The Labor Department is under scrutiny this month by a House subcommittee. The Education and the Workforce subcommittee on Workforce Protections is looking at the Labor Department rules that set the target goals for the number of vets and people with disabilities hired by government contractors. The quotas will only instigate expensive litigation, argued Rep. Tim Walberg (R-Mich.). But regulation backers argue that the regulations will support vets and others to become gainfully employed.
The veteran unemployment rate for those who served post-Sept. 11, 2001 is significantly higher than for civilians. There is also a “substantial disparity,” advocates say, between the unemployment rate for individuals with disabilities and the unemployment rate for individuals without disabilities. Advocates for veterans also say that vets have earned the quota support.
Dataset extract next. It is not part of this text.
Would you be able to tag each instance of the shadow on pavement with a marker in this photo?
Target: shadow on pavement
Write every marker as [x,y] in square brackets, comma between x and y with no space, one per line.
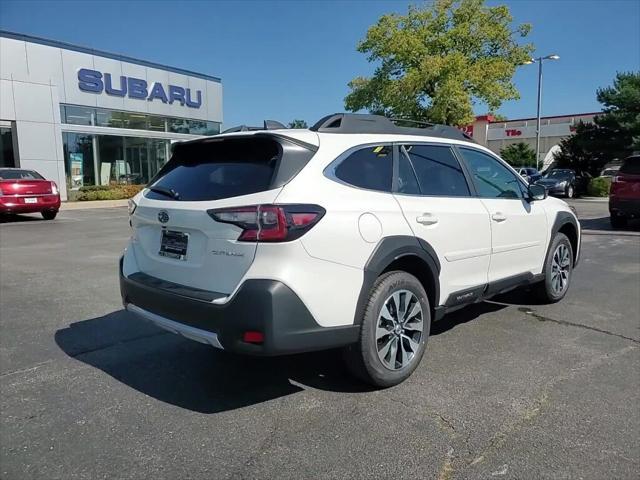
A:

According to Joe Sharpe, the director of the American Legion’s economic division, employers who put an emphasis on hiring veterans when possible are doing their own part to serve their country. And vets, Sharpe argues, are at a disadvantage, pulled out of the workforce for extended periods of time to serve, which means they have less time and opportunity to gain valuable skills and network. The two regulations, slated to go into effect in March 2014, will set the benchmarks for hiring by government contractors to be at least seven percent individuals with disabilities , and the percentage of veterans determined by the number of veterans presently in the workforce. Currently, the percentage of vets in the workforce is eight percent. Those opposing the rule says that the goals are the same as a quota. However, if a contractor does not comply with the benchmarks for hiring, there are no predetermined fines or penalties.
Mark Perriello, the president and chief executive of the American Association of People with Disabilities argues that the rules are not the same as a quota. The rules, he says, are “an inspirational target” for government contractors. All that is needed is a “good faith effort.” Seven percent is not set in stone. It is a target.
But some advocacy groups are not comfortable with the rules. Contractors will be facing an increase in paperwork requirements.
The public was invited to comment for two months on the federal contractor restrictions.